Morgan Abenhaim wrinkles her nose as she considers the question. It’s mid-afternoon, and she’s just rolled out of bed and hopped over from Howe Hall to join three friends for a discussion about teen pregnancy.

“Babies are not handbags,” she says crossly. “Handbags don’t puke.”

She’s offended, indignant and she's just getting started:  “The whole thing seems so ridiculous to me. I just can’t imagine giving up so much...

“When you get pregnant, you’re going to be thinking, ‘How do I tell the father?’ Followed by: ‘My parents are going to kill me.’ And next, ‘Holy crap. I’m going to get sooo fat.’ I think we’d all rather avoid all that by every means possible.”

As Ms. Abenhaim talks, her friends are laughing. But they all agree. They’re not ready for pregnancy and having babies quite yet.

“It’s weird. There’s a bunch of coincidences happening all at once. So someone makes it seem like it’s a bigger deal than it is,” muses Danika Vandersteen. The 18-year-old NSCAD University student considers the hot-pink cover of Maclean’s which shows Ellen Page posing as a pregnant teenager in the movie Juno.

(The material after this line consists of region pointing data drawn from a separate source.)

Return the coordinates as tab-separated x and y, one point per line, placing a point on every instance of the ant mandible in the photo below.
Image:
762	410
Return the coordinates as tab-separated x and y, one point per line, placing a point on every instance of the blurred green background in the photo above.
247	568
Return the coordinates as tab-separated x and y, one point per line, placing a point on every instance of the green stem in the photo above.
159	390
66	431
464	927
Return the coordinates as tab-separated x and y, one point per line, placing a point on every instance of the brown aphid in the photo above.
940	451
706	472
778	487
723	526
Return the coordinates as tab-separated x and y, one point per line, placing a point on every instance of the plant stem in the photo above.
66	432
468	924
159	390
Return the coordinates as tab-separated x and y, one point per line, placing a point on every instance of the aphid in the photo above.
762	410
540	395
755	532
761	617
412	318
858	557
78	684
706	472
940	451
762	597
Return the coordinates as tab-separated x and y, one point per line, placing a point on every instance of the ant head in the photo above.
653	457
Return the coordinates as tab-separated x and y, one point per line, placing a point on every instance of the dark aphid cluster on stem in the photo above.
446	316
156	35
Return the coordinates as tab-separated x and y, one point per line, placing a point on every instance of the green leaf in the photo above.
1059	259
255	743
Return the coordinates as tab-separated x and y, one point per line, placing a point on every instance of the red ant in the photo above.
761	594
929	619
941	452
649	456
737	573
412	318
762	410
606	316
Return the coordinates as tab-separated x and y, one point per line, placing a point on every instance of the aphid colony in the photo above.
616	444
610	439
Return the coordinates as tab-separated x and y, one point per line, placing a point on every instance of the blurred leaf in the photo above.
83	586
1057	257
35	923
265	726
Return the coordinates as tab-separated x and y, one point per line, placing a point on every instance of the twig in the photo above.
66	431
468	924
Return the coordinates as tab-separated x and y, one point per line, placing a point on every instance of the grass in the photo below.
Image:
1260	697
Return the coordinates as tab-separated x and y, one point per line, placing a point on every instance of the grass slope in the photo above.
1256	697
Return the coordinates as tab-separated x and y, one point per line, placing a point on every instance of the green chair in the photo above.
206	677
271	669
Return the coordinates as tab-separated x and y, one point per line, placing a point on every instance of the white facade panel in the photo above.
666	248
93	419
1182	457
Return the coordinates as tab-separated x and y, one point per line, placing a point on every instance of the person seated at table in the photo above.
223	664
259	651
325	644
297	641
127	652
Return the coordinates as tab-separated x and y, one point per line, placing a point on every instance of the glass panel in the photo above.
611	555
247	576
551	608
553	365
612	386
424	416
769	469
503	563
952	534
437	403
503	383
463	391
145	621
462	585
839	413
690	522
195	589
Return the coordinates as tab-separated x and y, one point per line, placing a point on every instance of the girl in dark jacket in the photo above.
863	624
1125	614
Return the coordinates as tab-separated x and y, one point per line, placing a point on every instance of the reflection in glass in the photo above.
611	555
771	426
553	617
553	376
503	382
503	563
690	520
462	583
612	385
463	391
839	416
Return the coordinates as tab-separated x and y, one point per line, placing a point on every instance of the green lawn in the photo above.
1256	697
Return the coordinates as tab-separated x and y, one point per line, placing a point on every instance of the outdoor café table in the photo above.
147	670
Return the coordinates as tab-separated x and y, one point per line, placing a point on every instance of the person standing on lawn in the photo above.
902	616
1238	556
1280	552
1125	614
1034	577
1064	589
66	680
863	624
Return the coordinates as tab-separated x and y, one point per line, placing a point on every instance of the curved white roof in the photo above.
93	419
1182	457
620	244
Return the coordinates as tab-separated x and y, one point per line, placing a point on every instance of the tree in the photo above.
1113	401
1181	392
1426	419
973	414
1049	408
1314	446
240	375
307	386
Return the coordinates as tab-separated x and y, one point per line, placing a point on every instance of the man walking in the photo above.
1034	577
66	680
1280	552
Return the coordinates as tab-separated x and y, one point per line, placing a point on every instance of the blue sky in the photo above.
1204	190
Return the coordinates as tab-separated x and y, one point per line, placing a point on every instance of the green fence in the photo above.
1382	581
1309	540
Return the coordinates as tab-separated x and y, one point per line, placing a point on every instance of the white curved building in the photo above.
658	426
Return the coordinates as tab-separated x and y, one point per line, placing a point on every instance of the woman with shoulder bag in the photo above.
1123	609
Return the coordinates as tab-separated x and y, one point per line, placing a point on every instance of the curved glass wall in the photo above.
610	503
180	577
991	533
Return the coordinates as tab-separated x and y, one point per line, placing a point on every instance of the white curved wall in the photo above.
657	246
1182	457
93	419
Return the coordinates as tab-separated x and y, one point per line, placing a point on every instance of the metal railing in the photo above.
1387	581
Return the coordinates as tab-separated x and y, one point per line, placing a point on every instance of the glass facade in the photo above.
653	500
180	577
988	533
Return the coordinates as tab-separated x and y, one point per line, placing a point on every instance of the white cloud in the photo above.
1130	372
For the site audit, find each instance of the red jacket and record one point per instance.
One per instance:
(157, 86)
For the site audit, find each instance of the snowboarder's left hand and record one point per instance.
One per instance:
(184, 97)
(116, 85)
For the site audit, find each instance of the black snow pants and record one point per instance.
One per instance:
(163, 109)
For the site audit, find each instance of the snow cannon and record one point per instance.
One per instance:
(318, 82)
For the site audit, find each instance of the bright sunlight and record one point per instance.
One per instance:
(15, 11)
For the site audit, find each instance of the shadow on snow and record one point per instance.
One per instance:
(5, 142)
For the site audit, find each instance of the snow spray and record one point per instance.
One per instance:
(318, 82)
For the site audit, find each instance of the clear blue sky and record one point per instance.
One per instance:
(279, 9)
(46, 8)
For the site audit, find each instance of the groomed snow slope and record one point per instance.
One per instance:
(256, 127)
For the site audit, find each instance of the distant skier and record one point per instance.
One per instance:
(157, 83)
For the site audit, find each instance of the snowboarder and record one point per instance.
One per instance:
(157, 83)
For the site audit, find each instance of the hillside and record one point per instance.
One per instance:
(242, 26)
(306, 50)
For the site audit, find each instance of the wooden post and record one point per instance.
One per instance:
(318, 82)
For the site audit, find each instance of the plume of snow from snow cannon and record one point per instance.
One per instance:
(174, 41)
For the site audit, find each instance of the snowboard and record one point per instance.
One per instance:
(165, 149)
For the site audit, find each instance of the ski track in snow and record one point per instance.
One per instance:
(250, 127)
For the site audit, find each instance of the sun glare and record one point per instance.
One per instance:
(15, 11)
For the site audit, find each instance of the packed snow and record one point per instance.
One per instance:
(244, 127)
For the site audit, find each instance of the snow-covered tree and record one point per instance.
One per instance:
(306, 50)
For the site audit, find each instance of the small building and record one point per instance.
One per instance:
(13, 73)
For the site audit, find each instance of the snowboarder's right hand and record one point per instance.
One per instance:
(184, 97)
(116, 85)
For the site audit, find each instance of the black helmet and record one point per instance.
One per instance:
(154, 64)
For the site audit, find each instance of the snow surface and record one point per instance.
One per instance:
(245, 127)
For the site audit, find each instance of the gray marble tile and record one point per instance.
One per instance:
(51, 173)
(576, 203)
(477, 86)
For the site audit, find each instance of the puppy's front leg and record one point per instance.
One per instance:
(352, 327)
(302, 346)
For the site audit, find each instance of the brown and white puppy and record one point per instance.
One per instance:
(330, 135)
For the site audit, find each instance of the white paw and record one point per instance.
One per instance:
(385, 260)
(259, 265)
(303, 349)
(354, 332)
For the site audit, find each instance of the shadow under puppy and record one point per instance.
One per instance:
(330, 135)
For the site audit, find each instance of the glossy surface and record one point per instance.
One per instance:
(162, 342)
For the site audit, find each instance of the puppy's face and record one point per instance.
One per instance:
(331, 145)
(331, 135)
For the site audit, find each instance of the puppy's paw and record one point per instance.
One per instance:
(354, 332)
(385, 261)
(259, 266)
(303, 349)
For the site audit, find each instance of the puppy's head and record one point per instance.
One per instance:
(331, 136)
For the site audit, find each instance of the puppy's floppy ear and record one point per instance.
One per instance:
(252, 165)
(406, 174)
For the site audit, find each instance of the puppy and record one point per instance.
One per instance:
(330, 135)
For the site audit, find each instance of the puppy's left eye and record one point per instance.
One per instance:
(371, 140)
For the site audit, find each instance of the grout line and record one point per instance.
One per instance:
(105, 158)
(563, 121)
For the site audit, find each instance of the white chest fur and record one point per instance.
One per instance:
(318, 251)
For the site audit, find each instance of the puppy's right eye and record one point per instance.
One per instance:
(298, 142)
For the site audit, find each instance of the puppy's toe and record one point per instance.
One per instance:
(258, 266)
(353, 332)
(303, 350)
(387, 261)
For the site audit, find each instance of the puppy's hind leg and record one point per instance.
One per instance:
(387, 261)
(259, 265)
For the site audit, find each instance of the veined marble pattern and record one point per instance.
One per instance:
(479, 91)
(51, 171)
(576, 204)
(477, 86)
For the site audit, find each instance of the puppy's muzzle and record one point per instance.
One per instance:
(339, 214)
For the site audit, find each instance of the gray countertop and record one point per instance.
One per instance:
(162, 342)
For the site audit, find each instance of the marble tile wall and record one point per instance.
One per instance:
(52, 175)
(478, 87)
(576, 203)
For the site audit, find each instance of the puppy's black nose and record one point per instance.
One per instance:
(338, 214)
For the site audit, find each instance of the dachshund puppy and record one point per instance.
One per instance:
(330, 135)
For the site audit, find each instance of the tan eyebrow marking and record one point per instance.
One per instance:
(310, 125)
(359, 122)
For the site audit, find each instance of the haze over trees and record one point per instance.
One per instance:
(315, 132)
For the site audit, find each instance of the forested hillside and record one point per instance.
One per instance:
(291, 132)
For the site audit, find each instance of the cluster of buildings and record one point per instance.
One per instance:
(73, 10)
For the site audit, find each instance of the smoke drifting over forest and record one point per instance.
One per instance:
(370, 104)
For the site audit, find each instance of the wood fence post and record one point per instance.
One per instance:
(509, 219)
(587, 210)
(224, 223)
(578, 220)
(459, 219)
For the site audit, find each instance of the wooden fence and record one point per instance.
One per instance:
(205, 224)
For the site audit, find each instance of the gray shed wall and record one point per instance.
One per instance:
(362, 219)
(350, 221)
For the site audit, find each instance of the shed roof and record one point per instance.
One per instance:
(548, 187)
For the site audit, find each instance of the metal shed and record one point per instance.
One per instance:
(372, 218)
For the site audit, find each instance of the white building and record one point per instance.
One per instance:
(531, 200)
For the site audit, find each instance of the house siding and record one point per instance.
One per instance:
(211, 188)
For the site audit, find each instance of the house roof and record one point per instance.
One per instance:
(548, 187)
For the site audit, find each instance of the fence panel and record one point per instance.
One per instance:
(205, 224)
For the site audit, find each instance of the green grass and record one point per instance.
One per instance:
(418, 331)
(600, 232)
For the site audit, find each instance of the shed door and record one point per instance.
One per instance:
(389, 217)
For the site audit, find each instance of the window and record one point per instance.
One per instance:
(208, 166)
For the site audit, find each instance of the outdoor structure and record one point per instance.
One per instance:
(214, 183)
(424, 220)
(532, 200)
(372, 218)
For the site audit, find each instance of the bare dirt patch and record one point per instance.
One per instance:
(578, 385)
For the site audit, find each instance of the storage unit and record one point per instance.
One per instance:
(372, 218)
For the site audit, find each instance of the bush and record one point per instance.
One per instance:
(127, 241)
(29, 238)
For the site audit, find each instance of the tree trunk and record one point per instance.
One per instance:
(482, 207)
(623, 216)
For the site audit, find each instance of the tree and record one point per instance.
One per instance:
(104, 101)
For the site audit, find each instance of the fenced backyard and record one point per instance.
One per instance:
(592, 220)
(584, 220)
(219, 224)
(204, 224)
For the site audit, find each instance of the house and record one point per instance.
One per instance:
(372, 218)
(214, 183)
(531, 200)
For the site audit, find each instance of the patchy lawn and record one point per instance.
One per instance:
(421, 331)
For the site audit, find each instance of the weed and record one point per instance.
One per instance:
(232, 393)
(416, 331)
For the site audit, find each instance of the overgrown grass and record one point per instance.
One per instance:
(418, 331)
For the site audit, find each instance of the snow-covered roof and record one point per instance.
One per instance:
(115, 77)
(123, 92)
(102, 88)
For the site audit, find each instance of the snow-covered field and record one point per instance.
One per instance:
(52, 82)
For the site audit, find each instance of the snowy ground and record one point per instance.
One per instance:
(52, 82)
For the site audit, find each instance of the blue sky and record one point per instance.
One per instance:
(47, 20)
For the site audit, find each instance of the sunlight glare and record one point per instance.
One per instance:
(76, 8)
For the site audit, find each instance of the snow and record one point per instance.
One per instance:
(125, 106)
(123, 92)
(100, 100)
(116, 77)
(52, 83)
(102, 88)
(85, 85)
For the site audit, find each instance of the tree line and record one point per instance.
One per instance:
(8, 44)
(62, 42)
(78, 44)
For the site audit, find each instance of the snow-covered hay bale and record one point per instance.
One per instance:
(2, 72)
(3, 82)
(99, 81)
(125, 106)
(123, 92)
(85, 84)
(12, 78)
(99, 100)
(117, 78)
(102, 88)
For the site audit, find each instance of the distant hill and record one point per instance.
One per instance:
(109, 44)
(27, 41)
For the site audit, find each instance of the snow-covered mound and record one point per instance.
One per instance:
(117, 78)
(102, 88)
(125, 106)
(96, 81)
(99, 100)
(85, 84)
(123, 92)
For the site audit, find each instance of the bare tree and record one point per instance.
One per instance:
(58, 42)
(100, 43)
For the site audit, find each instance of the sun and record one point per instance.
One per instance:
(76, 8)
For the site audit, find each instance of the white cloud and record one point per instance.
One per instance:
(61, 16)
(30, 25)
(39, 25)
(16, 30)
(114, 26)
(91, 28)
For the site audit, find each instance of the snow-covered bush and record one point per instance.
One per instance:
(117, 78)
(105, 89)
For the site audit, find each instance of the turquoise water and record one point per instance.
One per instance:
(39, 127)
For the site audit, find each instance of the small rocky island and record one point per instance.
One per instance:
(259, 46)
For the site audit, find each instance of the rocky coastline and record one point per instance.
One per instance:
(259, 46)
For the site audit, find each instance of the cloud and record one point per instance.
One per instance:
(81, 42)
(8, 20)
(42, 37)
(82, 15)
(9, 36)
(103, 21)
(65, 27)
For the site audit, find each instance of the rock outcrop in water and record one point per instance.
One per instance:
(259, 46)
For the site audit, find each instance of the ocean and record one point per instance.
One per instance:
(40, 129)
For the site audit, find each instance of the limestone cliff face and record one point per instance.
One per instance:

The magazine story inside notes pregnancy is a “pop-culture staple,” with movies like Juno, Knocked Up and Waitress, storylines on Grey’s Anatomy, Gossip Girl and Degrassi: The Next Generation, and celebrity moms including Nicole Richie and Jessica Alba. Britney Spear’s 16-year-old sister, Jamie Lynn Spears is pregnant and planning on keeping the baby.

“Yeah, I don’t think we’re going to get pregnant because Jamie Lynn Spears gets pregnant,” adds Shannon Pope, a second-year English major at Dalhousie. “Give us more credit than that.”

She adds that it’s a different time from when teenage sexuality was whispered about and discouraged. There are supports for teenage moms, including parenting classes and the day-care centre at her Toronto high school. But there’s also a lot of information available about contraception, “before it gets to that stage,” she says. She adds her mother impressed on her to talk to her and get the information she needed before she became sexually active.

“She practically begged me, ‘Don’t be afraid to talk to me. I want you to be safe,’” recounts Ms. Pope, 21. “When it comes to boys, I definitely trust her to have my best interests at heart.”

She’s the only one of the four friends who hasn’t seen Juno; the three who did don’t anticipate the movie will lead to a surge in teenage pregnancy rates. In the movie, Juno calls herself “the cautionary whale.”

“I think you can relate to her,” says Michelle Hampson, 18, an aspiring journalist. “The script was funny.”

“She was really spunky. I liked her,” adds Ms. Abenhaim.

“I think what struck me was her parents’ reaction,” says Ms. Vandersteen. “Her parents were all about doing what was right for Juno. They were shocked, yeah, but they made her know that they stood by her and supported her and still loved her.”